Segundo o governador do Rio, Cláudio Castro, o Brasil não tem uma legislação capaz de dar conta do problema da segurança pública.

“O Código Penal é de 1940 e o Código de Processo Penal é de 1941”, observou Castro. “Nós estamos muito longe de ter uma legislação coerente com o tempo que estamos vivendo. A desatualização é incrível.”

Ele afirmou que as polícias em geral estão sucateadas em uma época em que o uso das ferramentas tecnológicas é fator fundamental para a redução dos números da violência.

“O Rio de Janeiro, que por muitos anos foi um expoente da violência, tem reduzido sensivelmente a letalidade. Como? Utilizando tecnologia, colocando as câmeras corporais não para punir os policiais, mas para a segurança deles”, disse o governador, para quem o crime organizado hoje precisa ser entendido como “business”.

Por fim, Castro culpou a União por, ao longo do tempo, ter se afastado dos estados em matéria de segurança pública.

Círculo vicioso

Mário Sarrubbo, por sua vez, disse que o Ministério da Justiça parte de uma premissa segundo a qual a segurança é uma questão, em primeiro lugar, de direitos fundamentais. Por outro lado, ele reconhece que o problema da violência também passa pelo aspecto econômico.

“A segurança pública e a economia estão num círculo vicioso. A degradação econômica alimenta a violência, e a violência degrada a economia. A nossa missão é quebrar esse círculo. Mas é uma missão muito difícil”, disse Sarrubbo.

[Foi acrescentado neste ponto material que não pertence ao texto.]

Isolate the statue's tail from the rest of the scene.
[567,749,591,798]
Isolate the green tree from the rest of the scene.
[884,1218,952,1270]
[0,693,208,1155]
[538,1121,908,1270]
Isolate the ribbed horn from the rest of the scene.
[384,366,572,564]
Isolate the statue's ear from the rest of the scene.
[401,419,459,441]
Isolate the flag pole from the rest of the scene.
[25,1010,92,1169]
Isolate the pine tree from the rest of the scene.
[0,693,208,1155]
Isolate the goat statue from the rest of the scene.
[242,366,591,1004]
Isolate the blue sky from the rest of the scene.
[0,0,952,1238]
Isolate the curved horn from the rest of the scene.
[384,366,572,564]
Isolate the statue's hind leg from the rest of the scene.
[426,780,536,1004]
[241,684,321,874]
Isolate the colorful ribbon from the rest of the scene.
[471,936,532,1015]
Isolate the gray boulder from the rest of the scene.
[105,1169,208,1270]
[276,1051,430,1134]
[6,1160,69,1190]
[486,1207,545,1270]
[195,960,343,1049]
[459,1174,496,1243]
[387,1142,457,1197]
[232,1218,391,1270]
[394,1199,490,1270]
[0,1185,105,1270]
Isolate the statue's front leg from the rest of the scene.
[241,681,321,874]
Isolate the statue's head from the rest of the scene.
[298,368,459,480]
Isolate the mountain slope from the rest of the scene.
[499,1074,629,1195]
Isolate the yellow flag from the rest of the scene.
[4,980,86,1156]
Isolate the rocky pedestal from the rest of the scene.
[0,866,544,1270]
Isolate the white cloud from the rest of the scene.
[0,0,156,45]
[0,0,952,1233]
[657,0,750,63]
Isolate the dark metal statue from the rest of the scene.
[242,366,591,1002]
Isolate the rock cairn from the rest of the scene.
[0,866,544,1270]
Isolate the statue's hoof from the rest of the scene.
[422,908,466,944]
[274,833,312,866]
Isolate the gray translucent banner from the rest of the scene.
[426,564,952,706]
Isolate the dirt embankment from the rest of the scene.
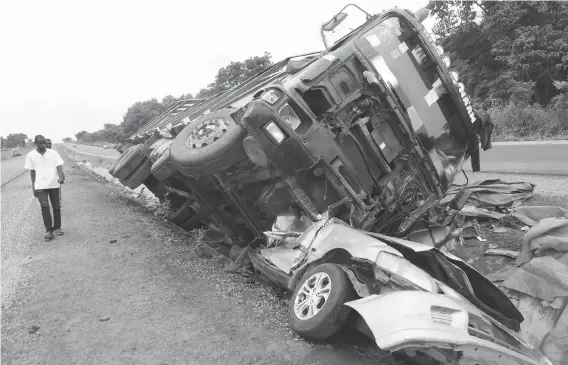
[2,152,382,365]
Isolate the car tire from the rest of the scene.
[170,109,247,177]
[151,151,175,181]
[124,160,152,189]
[288,264,356,341]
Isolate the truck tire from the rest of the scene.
[288,264,356,341]
[142,133,162,157]
[151,151,175,181]
[114,145,146,180]
[123,160,152,189]
[108,146,136,176]
[170,109,247,177]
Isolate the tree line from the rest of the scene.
[428,0,568,139]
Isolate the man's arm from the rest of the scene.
[24,153,37,197]
[57,165,65,184]
[30,170,37,197]
[53,151,65,184]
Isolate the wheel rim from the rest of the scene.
[294,272,331,321]
[187,118,229,148]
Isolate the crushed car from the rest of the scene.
[105,5,548,364]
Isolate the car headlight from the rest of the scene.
[375,251,435,292]
[260,89,282,105]
[264,121,286,144]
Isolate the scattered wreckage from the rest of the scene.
[110,5,549,364]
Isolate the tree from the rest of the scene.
[197,52,272,98]
[120,99,163,135]
[428,1,568,105]
[75,131,89,141]
[102,123,124,143]
[2,133,28,148]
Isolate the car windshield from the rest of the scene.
[356,15,469,188]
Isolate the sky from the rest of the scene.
[0,0,427,141]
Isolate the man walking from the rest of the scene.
[24,135,65,241]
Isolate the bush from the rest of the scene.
[489,99,568,141]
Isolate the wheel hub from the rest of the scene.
[187,118,229,148]
[294,272,331,320]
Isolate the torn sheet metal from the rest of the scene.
[444,179,535,208]
[503,257,568,302]
[513,206,568,227]
[460,205,505,219]
[542,307,568,364]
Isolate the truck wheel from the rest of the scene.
[124,160,152,189]
[108,146,136,176]
[114,145,146,180]
[170,109,247,177]
[288,264,355,341]
[152,151,174,181]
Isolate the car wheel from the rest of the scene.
[288,264,355,341]
[170,109,247,177]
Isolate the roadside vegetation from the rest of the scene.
[428,1,568,140]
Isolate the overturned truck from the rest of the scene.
[111,5,548,364]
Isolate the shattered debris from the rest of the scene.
[483,248,519,259]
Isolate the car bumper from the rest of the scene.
[346,291,551,365]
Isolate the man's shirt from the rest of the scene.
[24,148,63,190]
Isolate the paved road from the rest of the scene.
[0,155,26,185]
[63,143,120,158]
[466,141,568,175]
[4,152,384,365]
[65,141,568,175]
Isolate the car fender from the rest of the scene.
[345,291,550,365]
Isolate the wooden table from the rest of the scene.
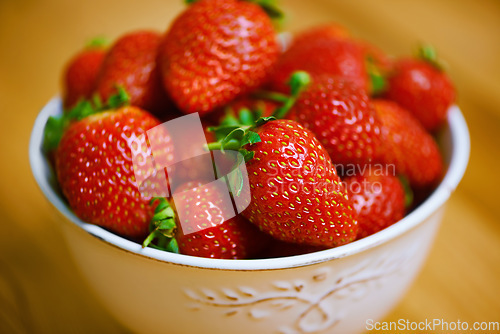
[0,0,500,333]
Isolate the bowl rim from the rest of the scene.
[29,97,470,271]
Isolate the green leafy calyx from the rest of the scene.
[142,197,179,253]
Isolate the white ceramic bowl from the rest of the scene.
[29,99,470,334]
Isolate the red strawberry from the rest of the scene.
[344,171,405,239]
[372,100,443,188]
[55,107,174,238]
[143,181,269,259]
[159,0,279,114]
[217,120,357,247]
[270,26,369,93]
[386,47,456,131]
[63,43,106,110]
[96,31,168,114]
[288,76,381,165]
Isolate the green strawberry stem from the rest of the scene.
[366,57,387,96]
[417,44,446,71]
[43,86,130,152]
[255,71,311,119]
[142,197,179,253]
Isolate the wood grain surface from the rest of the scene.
[0,0,500,334]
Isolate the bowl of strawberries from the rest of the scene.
[29,0,470,333]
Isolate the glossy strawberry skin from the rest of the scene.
[269,30,370,93]
[372,99,444,188]
[243,120,357,247]
[386,59,456,131]
[63,47,106,110]
[289,76,381,165]
[55,107,173,239]
[343,171,405,239]
[159,0,279,114]
[174,181,270,259]
[96,31,169,116]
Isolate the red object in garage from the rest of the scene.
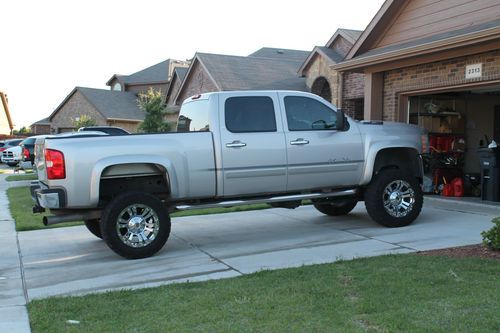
[451,177,464,197]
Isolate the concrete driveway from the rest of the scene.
[18,200,500,300]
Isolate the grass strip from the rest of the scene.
[28,254,500,333]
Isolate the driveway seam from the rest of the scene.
[16,231,29,305]
[344,229,418,252]
[172,233,245,275]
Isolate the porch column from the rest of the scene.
[364,72,384,120]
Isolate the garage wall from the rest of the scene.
[383,50,500,121]
[465,94,500,173]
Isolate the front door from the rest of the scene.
[219,93,286,197]
[280,93,364,191]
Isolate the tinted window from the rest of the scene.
[225,96,276,133]
[177,100,210,132]
[285,96,337,131]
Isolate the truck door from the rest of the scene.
[219,93,286,197]
[280,93,363,191]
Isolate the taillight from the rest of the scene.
[45,149,66,179]
[23,148,30,161]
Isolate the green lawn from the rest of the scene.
[28,254,500,333]
[7,186,271,231]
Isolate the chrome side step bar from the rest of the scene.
[176,189,357,210]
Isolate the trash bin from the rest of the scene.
[477,148,500,201]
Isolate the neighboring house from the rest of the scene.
[167,48,309,115]
[299,29,364,119]
[49,87,144,133]
[106,59,189,95]
[0,91,14,135]
[165,67,188,123]
[30,117,50,135]
[332,0,500,172]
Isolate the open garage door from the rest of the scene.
[408,85,500,196]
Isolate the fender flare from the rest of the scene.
[360,140,423,185]
[90,155,180,206]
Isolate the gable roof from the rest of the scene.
[0,91,14,132]
[299,29,362,75]
[334,0,500,70]
[106,59,175,86]
[30,117,50,127]
[175,51,307,103]
[298,46,344,75]
[249,47,309,61]
[325,28,363,48]
[49,87,144,121]
[197,53,306,91]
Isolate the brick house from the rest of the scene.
[299,29,364,119]
[0,91,14,135]
[331,0,500,176]
[31,59,189,134]
[167,47,309,119]
[48,87,144,133]
[106,59,189,95]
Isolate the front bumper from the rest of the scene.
[30,181,66,212]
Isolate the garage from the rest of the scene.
[333,0,500,201]
[408,85,500,197]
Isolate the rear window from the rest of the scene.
[224,96,276,133]
[177,99,210,132]
[22,138,36,145]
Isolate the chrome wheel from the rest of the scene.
[382,180,415,217]
[116,204,160,248]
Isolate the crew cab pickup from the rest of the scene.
[31,91,423,259]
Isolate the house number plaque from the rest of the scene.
[465,63,483,80]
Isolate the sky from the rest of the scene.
[0,0,384,129]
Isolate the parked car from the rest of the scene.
[0,139,23,152]
[78,126,130,135]
[2,146,22,166]
[31,91,424,259]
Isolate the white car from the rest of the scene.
[2,146,23,166]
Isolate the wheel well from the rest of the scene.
[99,163,170,206]
[373,148,423,183]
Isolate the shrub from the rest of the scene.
[481,217,500,251]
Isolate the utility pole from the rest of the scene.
[0,91,14,135]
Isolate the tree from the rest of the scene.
[137,88,170,133]
[73,114,97,128]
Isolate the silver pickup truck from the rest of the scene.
[31,91,423,259]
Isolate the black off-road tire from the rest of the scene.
[365,169,424,228]
[314,200,358,216]
[101,192,171,259]
[83,219,102,239]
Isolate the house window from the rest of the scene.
[311,76,332,103]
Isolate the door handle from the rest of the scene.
[290,138,309,146]
[226,141,247,148]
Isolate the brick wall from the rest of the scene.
[175,61,219,104]
[383,50,500,120]
[51,90,107,133]
[305,55,339,105]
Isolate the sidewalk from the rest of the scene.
[0,174,31,333]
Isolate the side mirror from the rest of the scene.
[336,109,347,131]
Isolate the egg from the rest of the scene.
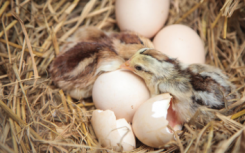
[91,110,136,151]
[115,0,170,38]
[92,70,150,122]
[153,24,205,64]
[132,93,182,148]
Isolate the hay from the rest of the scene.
[0,0,245,153]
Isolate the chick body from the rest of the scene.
[121,48,238,121]
[50,27,153,99]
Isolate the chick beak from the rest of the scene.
[120,61,134,71]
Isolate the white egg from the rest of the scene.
[116,0,170,38]
[132,93,182,148]
[153,24,205,64]
[92,70,150,122]
[91,110,136,151]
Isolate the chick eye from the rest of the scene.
[134,65,142,71]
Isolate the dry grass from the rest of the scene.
[0,0,245,153]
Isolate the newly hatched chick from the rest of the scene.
[50,27,153,99]
[121,48,237,122]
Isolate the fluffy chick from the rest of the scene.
[50,27,153,99]
[121,48,237,122]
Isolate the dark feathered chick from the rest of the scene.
[121,48,237,122]
[50,27,153,99]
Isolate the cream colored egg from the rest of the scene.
[91,110,136,151]
[132,93,181,148]
[92,70,150,122]
[116,0,170,38]
[153,24,205,64]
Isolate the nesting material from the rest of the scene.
[0,0,245,153]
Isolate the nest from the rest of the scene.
[0,0,245,153]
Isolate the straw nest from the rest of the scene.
[0,0,245,153]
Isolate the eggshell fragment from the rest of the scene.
[92,70,150,122]
[115,0,170,38]
[132,93,181,148]
[91,110,136,151]
[153,24,205,64]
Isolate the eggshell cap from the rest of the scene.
[91,110,136,151]
[132,94,174,148]
[92,70,150,122]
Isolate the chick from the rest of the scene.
[121,48,237,122]
[49,27,153,99]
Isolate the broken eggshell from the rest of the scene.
[91,110,136,151]
[132,93,182,148]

Na visão do secretário, o pacto federativo fragmenta as ações da segurança pública.

“Nós temos os municípios com as Guardas Civis. Os estados, com as suas Polícias Civis e Militares. E a União com as suas polícias (Polícia Federal, Polícia Rodoviária Federal, polícias penais e assim por diante). Mas esses órgãos têm conversado muito pouco.”

Em contrapartida, prosseguiu Sarrubbo, o crime organizado vai se adaptando às novas realidades. Assim, grupos que se organizaram nas penitenciárias hoje investem no mercado financeiro e nas concessões de serviços públicos, por exemplo.

“Nós precisamos reagir. E o papel do governo federal nesse contexto é o de articulação. Em primeiro lugar há um papel de criar diretrizes gerais para poder influenciar ainda mais. Se a nossa segurança pública ficar seccionada, o Brasil fica disfuncional nesse quesito”, disse Sarrubbo.

Estudo do IDP

Antes do painel, a gerente de graduação do Instituto Brasileiro de Ensino, Desenvolvimento e Pesquisa (IDP), Lahis Rosa, apresentou a prévia de um estudo que analisou os planos de segurança “Cali Seguro” e “Cali Inteligente”, implantados na cidade de Cali, na Colômbia.

Segundo Rosa, a pesquisa aponta as relações entre segurança e economia e a importância das busca por soluções inovadoras como forma de transformar as cidades.

“O estudo também mostra que Cali foi inteligente ao promover uma parceria entre a sociedade e o mercado”, acrescentou a pesquisadora. Segundo ela, o estudo será lançado no próximo dia 25, durante o seminário que o IDP promoverá em Lisboa.